Transcribing audio and labeling speakers
The annotation workspace can transcribe the audio track of any video
and, optionally, attach a speaker label to every transcript segment.
This is the standalone path used by the Transcribe Audio toolbar
button on AnnotationWorkspace, distinct from the audio path the
summary pipeline drives internally (covered in
Guide > Audio transcription).
What runs end to end
- The user clicks
Transcribe Audioon the workspace toolbar. - The frontend calls
POST /api/videos/:videoId/transcribeon the backend with the requested language and diarization options. - The backend resolves the video path, then calls the model service:
POST /api/transcribefor the transcript itself (default loader:faster-whisper).POST /api/diarizefor speaker turns, only whenenableDiarization=true(default loader:pyannote 3.1).
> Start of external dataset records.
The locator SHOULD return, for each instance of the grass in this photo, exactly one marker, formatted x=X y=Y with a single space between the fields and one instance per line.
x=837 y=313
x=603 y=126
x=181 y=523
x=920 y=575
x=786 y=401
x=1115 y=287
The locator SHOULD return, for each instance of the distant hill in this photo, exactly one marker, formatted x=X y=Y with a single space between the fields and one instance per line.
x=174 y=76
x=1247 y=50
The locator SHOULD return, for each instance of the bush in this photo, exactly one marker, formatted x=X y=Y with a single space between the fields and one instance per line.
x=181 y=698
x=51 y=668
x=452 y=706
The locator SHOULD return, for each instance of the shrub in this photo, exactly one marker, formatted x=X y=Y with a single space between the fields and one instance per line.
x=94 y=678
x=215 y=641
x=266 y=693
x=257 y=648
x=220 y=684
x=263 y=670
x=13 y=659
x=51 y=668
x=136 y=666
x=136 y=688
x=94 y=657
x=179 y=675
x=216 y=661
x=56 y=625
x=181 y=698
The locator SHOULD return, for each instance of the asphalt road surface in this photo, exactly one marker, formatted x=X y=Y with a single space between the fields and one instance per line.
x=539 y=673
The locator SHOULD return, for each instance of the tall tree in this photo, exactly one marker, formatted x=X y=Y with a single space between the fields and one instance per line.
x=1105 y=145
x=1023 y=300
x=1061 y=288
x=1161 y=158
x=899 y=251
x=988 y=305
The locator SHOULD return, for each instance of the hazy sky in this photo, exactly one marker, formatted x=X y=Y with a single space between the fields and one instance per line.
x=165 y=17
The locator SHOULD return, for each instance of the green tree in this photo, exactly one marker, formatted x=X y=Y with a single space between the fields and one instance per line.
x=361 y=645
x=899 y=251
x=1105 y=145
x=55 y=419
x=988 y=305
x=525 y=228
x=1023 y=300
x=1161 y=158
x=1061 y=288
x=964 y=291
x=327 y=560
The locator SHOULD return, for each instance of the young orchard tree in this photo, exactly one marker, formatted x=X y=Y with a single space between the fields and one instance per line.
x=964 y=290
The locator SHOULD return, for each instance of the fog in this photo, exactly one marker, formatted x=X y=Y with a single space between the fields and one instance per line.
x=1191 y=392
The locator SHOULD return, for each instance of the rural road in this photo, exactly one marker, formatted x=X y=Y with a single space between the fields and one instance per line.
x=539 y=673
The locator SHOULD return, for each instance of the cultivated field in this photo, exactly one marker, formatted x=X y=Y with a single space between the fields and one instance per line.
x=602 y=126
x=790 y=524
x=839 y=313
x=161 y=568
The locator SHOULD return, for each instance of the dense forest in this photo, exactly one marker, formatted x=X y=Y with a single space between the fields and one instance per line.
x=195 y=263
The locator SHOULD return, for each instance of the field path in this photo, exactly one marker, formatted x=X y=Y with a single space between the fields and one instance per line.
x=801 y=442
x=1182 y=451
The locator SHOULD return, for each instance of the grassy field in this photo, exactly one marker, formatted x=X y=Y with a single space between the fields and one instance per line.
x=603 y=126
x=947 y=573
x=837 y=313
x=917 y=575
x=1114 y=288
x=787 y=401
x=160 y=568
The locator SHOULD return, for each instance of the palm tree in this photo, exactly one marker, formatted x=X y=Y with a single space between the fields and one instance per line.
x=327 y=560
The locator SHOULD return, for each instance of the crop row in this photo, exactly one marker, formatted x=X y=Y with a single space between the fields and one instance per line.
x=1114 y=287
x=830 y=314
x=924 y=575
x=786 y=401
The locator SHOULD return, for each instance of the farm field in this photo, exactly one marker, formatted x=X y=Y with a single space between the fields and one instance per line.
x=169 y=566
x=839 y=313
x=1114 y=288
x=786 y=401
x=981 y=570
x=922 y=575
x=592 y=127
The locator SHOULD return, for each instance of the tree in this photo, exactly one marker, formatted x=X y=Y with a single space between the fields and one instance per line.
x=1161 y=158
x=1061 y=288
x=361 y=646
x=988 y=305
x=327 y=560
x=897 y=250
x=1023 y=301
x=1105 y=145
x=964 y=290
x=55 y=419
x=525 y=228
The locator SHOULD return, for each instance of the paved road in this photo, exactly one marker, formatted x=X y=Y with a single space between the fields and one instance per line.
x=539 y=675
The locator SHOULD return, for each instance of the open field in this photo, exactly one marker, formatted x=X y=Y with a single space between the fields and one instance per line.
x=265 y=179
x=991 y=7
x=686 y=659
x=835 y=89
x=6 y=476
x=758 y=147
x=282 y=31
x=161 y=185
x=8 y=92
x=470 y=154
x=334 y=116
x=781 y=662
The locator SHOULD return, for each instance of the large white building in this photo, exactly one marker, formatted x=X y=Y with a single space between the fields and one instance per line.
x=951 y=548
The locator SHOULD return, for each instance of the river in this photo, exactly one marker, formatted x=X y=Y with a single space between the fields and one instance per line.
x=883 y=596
- The backend merges the two segment streams by per-second overlap, so every transcript segment carries the speaker who was talking the longest during it.
- The
TranscriptPanelUI renders one row per segment with a color-coded speaker chip, a click-to-seek timestamp, and an active-segment highlight that follows playback.
Diarization failures are non-fatal. If the diarizer errors out, the backend logs the failure and returns the plain transcript so the user still sees something useful.
Request shape
POST /api/videos/:videoId/transcribe
Content-Type: application/json
{
"language": "en", // optional ISO-639-1 code; omit to auto-detect
"enableDiarization": true, // optional, default false
"numSpeakers": null, // optional exact count
"minSpeakers": null, // optional lower bound
"maxSpeakers": null // optional upper bound
}
numSpeakers / minSpeakers / maxSpeakers are accepted for forward
compatibility. The current pyannote adapter binds these at loader-config
time and ignores per-request overrides; the model service logs a
warning when they are supplied.
Response shape
{
"text": "full concatenated transcript",
"segments": [
{
"start": 0.0,
"end": 2.4,
"text": "Welcome to the broadcast.",
"confidence": 0.93,
"speaker": "SPEAKER_00"
}
],
"language": "en",
"duration": 14.3,
"processingTime": 1.42,
"modelUsed": "Systran/faster-whisper-tiny",
"speakers": ["SPEAKER_00", "SPEAKER_01"],
"diarizationModelUsed": "pyannote/speaker-diarization-3.1",
"diarizationProcessingTime": 2.18
}
speakers, diarizationModelUsed, and diarizationProcessingTime
are present only when diarization actually ran. segments[].speaker
is null when no diarize turn overlaps that segment (typically
silence).
Model selection
The audio loaders are configured under the
audio_transcription and speaker_diarization task slots in
model-service/config/models.yaml (GPU build) and
model-service/config/models-cpu.yaml (CPU build). The CPU build
selects the faster-whisper-tiny-cpu loader option (model_id
Systran/faster-whisper-tiny) for transcription so the demo
laptop and the docs-test runners can transcribe a 30-second
clip in roughly two seconds.
The diarization loader is pyannote-3-1 in both builds. Pyannote
requires a Hugging Face account, a one-time acceptance of the model
license on huggingface.co, and an HF_TOKEN environment variable on
the model-service container; see
Reference > Environment variables.
Error responses
400 the model service rejected the request body
404 the video row does not exist
500 transcription failed (model load error, decoding error, etc.)
502 the model service is unreachable
504 the model service exceeded MODEL_SERVICE_TIMEOUTS.transcribe
The MODEL_SERVICE_TIMEOUTS.transcribe ceiling is overridable per
deployment via MODEL_SERVICE_TIMEOUT_TRANSCRIBE_MS; CPU-first-load
diarization on a long clip is the most common case for raising it.
TranscriptPanel UI
The panel renders inside the Audio Transcript dialog
(data-testid="transcript-dialog") opened by the Transcribe
Audio toolbar button in the annotation workspace. Each row is:
- A colored chip for the speaker (
SPEAKER_00,SPEAKER_01, ...). Colors are assigned by first-appearance order so the same clip always paints the same speaker palette across reloads. - A
mm:ssstart timestamp. Clicking it seeks the player. - The segment text. The currently-playing segment highlights as the
player crosses its
start..endwindow.
When diarization is disabled, the chip column collapses and the rows render as plain timestamped transcript lines.